1 files changed, 123 insertions, 90 deletions
diff --git a/drivers/gpu/drm/xe/xe_mmio.c b/drivers/gpu/drm/xe/xe_mmio.c
index aa68cac9fdf8..3fd462fda625 100644
--- a/drivers/gpu/drm/xe/xe_mmio.c
+++ b/drivers/gpu/drm/xe/xe_mmio.c
@@ -29,34 +29,60 @@ static void tiles_fini(void *arg)
 	struct xe_tile *tile;
 	int id;
 
-	for_each_tile(tile, xe, id)
-		if (tile != xe_device_get_root_tile(xe))
-			tile->mmio.regs = NULL;
+	for_each_remote_tile(tile, xe, id)
+		tile->mmio.regs = NULL;
 }
 
-int xe_mmio_probe_tiles(struct xe_device *xe)
+/*
+ * On multi-tile devices, partition the BAR space for MMIO on each tile,
+ * possibly accounting for register override on the number of tiles available.
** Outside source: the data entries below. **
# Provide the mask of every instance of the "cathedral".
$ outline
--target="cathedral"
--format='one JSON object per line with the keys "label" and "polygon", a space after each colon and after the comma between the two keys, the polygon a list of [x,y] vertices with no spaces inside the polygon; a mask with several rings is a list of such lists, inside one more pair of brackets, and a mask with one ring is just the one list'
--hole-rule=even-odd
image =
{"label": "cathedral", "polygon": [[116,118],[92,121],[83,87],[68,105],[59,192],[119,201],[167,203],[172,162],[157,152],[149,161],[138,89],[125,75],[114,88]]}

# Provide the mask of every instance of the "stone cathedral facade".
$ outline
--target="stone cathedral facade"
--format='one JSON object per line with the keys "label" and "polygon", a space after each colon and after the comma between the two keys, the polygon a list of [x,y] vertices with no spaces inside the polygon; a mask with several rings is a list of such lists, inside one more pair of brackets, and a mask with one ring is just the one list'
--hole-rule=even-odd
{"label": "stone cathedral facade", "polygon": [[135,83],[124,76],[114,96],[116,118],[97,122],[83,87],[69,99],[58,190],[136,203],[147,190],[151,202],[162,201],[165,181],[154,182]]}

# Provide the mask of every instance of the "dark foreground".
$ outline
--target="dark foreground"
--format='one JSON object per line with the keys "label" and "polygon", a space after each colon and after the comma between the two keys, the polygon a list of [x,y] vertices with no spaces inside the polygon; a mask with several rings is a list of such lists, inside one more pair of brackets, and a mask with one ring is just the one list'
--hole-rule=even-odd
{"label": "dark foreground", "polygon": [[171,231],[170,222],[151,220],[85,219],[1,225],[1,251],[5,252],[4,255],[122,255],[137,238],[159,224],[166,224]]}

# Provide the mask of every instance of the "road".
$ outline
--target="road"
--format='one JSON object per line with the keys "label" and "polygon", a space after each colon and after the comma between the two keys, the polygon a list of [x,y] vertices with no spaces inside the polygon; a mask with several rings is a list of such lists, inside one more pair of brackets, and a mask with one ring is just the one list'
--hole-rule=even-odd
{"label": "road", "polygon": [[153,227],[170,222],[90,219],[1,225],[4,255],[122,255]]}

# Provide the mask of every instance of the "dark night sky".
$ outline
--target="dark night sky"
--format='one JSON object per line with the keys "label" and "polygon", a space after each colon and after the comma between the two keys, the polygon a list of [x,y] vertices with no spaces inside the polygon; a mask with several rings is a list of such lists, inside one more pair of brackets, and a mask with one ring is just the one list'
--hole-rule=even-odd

+ * Resulting memory layout is like below:
+ *
+ * .----------------------. <- tile_count * tile_mmio_size
+ * |         ....         |
+ * |----------------------| <- 2 * tile_mmio_size
+ * |   tile1->mmio.regs   |
+ * |----------------------| <- 1 * tile_mmio_size
+ * |   tile0->mmio.regs   |
+ * '----------------------' <- 0MB
+ */
+static void mmio_multi_tile_setup(struct xe_device *xe, size_t tile_mmio_size)
 {
-	size_t tile_mmio_size = SZ_16M, tile_mmio_ext_size = xe->info.tile_mmio_ext_size;
-	u8 id, tile_count = xe->info.tile_count;
-	struct xe_gt *gt = xe_root_mmio_gt(xe);
 	struct xe_tile *tile;
 	void __iomem *regs;
-	u32 mtcfg;
+	u8 id;
 
-	if (tile_count == 1)
-		goto add_mmio_ext;
+	/*
+	 * Nothing to be done as tile 0 has already been setup earlier with the
+	 * entire BAR mapped - see xe_mmio_init()
+	 */
+	if (xe->info.tile_count == 1)
+		return;
 
+	/* Possibly override number of tile based on configuration register */
 	if (!xe->info.skip_mtcfg) {
+		struct xe_gt *gt = xe_root_mmio_gt(xe);
+		u8 tile_count;
+		u32 mtcfg;
+
+		/*
+		 * Although the per-tile mmio regs are not yet initialized, this
+		 * is fine as it's going to the root gt, that's guaranteed to be
+		 * initialized earlier in xe_mmio_init()
+		 */
 		mtcfg = xe_mmio_read64_2x32(gt, XEHP_MTCFG_ADDR);
 		tile_count = REG_FIELD_GET(TILE_COUNT, mtcfg) + 1;
+
 		if (tile_count < xe->info.tile_count) {
 			drm_info(&xe->drm, "tile_count: %d, reduced_tile_count %d\n",
 					xe->info.tile_count, tile_count);
 			xe->info.tile_count = tile_count;
 
 			/*
-			 * FIXME: Needs some work for standalone media, but should be impossible
-			 * with multi-tile for now.
+			 * FIXME: Needs some work for standalone media, but
+			 * should be impossible with multi-tile for now:
+			 * multi-tile platform with standalone media doesn't
+			 * exist
 			 */
 			xe->info.gt_count = xe->info.tile_count;
 		}
@@ -68,23 +94,51 @@ int xe_mmio_probe_tiles(struct xe_device *xe)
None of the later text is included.